27.03.2009 | 00:07

Start der Budgetverhandlungen für 2010

Sobotka: Kein rigides Sparen über alle Köpfe hinweg

Es sei ein Budget zu verhandeln, das angesichts der weltweiten Wirtschaftskrise von großen Herausforderungen gekennzeichnet sei, dabei aber auch die Perspektive für die Zeit nach der krisenhaften Entwicklung nicht außer acht lassen dürfe, sagte Landeshauptmannstellvertreter Mag. Wolfgang Sobotka heute, 27. März, anlässlich des Starts der NÖ Budgetverhandlungen für 2010 in St. Pölten.

Weil eine punktgenaue Abschätzung puncto BIP derzeit nicht möglich sei, müsse man bei der Budgeterstellung, die nötige Vorsicht walten lassen und Puffer behalten. Sicher sei für Niederösterreich ein Einnahmenentfall von rund 150 Millionen Euro durch die Steuerreform, zum Teil würden auch die Ertragsanteile schon 2009 zurückgehen. Noch nicht abschätzbar sei etwa auch die Entwicklung auf dem Gesundheitssektor, so Sobotka.

Auf Basis der Parameter des Budgets 2008 und des Rechnungsabschlusses 2008 gelte es, dennoch eine möglichst große Treffsicherheit zu erzielen, führte der Landeshauptmannstellvertreter aus: Für 2008 sei ein Abgang von 276 Millionen Euro im Budget projektiert worden, dazu kämen 335 Millionen Euro für das erste Konjunkturpaket, wovon die Hälfte auch budgetwirksam sei. Der solcherart für 2008 erhöhte Abgang sei aber wichtig und zu rechtfertigen, um die Krise in Niederösterreich nicht voll durchschlagen zu lassen.

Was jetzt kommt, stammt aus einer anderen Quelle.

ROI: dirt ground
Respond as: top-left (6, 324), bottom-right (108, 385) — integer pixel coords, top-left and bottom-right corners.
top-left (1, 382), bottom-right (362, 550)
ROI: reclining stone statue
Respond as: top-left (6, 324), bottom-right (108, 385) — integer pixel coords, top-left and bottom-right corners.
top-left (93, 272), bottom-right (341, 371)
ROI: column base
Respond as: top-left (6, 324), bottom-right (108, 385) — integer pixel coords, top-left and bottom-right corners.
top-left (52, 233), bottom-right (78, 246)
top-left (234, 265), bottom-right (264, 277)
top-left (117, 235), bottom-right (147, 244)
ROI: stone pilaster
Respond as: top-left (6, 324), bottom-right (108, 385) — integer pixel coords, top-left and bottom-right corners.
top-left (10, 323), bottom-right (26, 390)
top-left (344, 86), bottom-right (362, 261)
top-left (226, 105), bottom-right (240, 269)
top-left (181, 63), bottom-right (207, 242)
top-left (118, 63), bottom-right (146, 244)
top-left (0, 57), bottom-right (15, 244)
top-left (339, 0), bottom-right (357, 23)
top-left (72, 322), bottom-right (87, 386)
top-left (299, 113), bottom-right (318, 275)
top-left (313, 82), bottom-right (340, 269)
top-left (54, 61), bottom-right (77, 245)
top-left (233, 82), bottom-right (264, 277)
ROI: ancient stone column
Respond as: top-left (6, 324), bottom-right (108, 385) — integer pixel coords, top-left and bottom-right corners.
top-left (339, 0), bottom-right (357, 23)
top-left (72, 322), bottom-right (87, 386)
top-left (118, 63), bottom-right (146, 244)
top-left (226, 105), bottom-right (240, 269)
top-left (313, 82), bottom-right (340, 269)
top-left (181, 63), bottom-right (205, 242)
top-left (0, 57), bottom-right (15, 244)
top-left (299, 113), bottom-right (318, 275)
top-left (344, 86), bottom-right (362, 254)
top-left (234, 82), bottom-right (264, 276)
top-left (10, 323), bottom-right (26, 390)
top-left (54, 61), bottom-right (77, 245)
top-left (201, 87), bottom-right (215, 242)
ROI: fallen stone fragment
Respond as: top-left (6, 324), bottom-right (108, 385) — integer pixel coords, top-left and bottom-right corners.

Der im Voranschlag 2009 bei Ausgaben von rund 7 Milliarden Euro und Einnahmen von rund 6,7 Milliarden Euro mit 229 Millionen Euro gegenüber 2008 geringere Abgang werde nicht zu halten sein, worauf wieder eine 25 Prozent-Kreditsperre als Bremsinstrument und Ermöglichung der Konjunkturpakete zwei bis vier verhängt worden sei. Insgesamt seien in Niederösterreich seit November 2008 ca. 900 Millionen Euro zur Konjunkturbelebung und Absicherung von Arbeitsplätzen zur Verfügung gestellt worden, so Sobotka.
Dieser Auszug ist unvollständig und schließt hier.